BENGODI
A journey around ethnic Italy
VEZZENA
An intense and amazing “meditation” cheese. The consistency is hard, compact under the knife yet crumbly between the fingertips
I ate the best Italian cheese and I do not really know its name, and I don’t where, by whom and how it is made. So I called Roberto Brazzale, the person who sent it to me. Brazzale is an honest cheesemaker: he does not claim to be the one who makes the best Italian cheese. He merely sells it in the factory outlet, alongside his other cheeses. To start with, he explains that the best Italian cheese is called Vèzzena, accent on the first E and the Z is pronounced like the Z in the word “mezzo.” Ouch, a bad start, unusual accents and pronunciations make the name of the best Italian cheese difficult to remember outside the small area where it is produced. The problems continue: the authoritative “Encyclopaedic Dictionary of Cheeses” says Vèzzena is a cheese from Trentino, more specifically the Vèzzena Pass, while the label reads “Malga Dosso di Sotto, Cima Larici, Asiago Plateau”, that is, in the province of Vicenza, in the Veneto. Consortium cheeses have precise, bureaucratically defined boundaries, while wild cheeses, like the Spirit, are free to roam, following the wild cows (in this case, the indigenous Rendana breed; the animals are small in size, making them ideal for mountain pastures, unlike the ubiquitous, and rather clumsy Friesian breed).

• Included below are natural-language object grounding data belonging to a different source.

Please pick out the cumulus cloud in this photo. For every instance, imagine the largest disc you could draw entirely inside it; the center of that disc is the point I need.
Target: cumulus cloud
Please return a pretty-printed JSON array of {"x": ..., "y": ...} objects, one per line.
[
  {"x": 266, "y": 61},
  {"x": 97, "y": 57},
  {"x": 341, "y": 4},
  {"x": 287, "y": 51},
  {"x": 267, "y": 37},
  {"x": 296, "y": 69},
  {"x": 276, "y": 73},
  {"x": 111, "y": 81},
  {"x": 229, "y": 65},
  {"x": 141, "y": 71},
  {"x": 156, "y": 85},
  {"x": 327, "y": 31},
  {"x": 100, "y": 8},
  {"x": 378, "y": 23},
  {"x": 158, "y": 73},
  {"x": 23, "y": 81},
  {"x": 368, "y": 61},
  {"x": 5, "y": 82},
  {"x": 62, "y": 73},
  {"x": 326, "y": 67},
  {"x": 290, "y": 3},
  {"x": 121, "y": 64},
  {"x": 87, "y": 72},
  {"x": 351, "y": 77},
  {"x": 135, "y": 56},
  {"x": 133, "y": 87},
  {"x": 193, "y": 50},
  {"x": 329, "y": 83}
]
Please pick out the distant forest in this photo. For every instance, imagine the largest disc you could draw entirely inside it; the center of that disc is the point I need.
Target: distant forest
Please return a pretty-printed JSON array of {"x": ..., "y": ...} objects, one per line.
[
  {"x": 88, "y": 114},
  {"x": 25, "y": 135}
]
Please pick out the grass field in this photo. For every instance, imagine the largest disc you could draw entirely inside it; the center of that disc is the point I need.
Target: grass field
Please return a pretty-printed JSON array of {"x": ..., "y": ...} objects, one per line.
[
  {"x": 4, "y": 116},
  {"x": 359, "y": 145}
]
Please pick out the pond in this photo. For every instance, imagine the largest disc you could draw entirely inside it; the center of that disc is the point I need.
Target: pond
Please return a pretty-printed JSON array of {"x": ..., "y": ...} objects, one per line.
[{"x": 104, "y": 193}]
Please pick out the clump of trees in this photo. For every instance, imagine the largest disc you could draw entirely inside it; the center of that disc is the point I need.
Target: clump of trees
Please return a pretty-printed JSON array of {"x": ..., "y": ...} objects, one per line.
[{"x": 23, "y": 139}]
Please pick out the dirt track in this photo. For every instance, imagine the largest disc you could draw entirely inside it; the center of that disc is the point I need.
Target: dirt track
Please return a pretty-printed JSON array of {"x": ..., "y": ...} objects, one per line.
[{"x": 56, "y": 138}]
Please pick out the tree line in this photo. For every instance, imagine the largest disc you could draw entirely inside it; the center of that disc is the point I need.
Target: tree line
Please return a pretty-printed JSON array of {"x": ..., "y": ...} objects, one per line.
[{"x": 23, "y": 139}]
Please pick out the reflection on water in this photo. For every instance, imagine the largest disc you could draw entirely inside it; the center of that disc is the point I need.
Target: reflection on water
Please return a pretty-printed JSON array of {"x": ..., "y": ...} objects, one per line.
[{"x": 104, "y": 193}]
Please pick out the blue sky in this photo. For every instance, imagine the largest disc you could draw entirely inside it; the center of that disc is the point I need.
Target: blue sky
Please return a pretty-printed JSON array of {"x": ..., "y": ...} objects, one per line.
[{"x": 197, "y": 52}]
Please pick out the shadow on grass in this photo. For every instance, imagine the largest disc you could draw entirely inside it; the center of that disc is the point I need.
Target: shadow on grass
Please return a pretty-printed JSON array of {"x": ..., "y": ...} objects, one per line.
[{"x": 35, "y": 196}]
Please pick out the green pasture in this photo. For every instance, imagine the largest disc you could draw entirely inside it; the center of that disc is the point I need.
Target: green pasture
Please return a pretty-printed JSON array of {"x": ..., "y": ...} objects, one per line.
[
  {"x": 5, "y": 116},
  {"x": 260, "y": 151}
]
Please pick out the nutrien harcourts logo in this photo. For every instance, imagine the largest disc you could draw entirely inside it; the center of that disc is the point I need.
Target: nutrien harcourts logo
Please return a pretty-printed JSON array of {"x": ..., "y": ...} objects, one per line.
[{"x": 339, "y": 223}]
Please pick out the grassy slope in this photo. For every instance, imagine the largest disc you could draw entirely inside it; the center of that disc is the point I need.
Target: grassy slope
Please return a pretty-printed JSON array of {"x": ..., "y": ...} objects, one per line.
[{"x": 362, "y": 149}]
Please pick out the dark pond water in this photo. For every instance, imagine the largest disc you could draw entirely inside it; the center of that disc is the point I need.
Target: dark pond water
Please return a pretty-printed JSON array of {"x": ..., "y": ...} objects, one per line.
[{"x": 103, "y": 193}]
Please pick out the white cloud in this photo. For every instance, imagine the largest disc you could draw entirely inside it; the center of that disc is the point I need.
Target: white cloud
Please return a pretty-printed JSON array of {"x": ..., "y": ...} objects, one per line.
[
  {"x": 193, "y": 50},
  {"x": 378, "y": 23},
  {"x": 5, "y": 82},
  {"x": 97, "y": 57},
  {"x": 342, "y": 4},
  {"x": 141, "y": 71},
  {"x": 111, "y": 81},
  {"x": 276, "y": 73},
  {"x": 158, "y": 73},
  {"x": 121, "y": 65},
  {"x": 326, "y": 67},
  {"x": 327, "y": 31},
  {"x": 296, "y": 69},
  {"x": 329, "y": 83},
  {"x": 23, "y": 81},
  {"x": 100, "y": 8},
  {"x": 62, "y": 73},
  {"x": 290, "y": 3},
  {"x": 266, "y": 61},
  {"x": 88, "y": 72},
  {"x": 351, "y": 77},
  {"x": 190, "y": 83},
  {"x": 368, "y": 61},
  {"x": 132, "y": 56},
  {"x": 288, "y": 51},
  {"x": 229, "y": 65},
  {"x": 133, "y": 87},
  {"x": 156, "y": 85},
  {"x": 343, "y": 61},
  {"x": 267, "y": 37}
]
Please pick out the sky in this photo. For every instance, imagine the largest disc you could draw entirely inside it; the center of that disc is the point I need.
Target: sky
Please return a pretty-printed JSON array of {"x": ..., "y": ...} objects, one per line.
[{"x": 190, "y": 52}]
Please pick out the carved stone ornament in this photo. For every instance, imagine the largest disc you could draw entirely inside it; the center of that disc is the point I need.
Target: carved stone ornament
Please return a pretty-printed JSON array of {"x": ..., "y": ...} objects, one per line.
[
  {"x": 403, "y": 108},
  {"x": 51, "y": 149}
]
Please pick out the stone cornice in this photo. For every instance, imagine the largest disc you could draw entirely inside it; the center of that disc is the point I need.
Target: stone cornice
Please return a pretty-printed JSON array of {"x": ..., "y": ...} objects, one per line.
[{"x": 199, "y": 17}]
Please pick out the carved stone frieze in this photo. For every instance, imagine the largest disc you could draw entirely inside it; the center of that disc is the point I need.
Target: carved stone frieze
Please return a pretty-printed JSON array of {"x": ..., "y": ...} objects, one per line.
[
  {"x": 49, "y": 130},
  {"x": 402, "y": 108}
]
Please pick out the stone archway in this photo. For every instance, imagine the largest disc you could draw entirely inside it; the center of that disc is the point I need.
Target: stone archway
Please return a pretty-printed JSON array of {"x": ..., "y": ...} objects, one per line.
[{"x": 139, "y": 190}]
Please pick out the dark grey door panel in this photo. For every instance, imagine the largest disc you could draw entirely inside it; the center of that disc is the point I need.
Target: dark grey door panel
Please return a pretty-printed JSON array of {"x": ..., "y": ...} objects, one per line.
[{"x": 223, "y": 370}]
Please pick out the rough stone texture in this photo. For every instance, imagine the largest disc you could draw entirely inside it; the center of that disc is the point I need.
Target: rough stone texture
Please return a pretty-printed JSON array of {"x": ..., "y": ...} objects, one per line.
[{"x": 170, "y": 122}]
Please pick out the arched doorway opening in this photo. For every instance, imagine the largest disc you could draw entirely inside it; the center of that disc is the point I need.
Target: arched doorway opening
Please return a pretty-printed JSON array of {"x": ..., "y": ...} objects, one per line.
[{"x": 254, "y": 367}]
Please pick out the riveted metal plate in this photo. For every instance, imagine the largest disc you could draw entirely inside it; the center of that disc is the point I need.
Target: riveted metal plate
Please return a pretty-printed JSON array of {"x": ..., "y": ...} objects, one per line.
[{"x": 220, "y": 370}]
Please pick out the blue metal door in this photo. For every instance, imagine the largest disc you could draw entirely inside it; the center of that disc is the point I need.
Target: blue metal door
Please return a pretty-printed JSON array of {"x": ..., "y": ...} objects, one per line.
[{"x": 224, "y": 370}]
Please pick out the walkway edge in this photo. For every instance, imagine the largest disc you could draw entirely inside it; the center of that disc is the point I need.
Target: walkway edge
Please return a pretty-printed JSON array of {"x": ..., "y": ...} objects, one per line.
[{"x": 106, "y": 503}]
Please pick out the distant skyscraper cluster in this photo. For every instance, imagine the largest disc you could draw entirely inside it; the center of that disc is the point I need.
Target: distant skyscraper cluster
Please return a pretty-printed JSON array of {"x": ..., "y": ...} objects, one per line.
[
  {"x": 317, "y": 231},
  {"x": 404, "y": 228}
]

The label also says “Extra-aged Vèzzena”, so I ask Brazzale: “How old?” “Who knows. It could be about two years old.” The best Italian cheese seems to be even more than that, yet it is in great shape and not necessarily doomed to die in a cheese grater. The consistency is hard, compact under the knife yet crumbly between the fingertips, and the beauty is it is crying. It drips. As soon as you cut it, its eyes fill with tears (dripping fat). And there’s a good reason why: it weeps for the fate of the Italian mountain animal husbandry, its wonderful but neglected cheeses, the herdsmen who are underpaid heroes, unknown soldiers for whom no one erects monuments but, quite the contrary, everyone puts a spoke in the wheels starting from the minions of Local Health Authorities that apply European regulations designed to stifle individuals and unleash industry. This intense and amazing Vèzzena is a meditation cheese and this makes me meditate on Rendena cows: as they graze freely up there in the mountains, they eat the best flowers to give the herdsman the most fragrant milk, and I love them as if I were a Hindu, or Giosuè Carducci.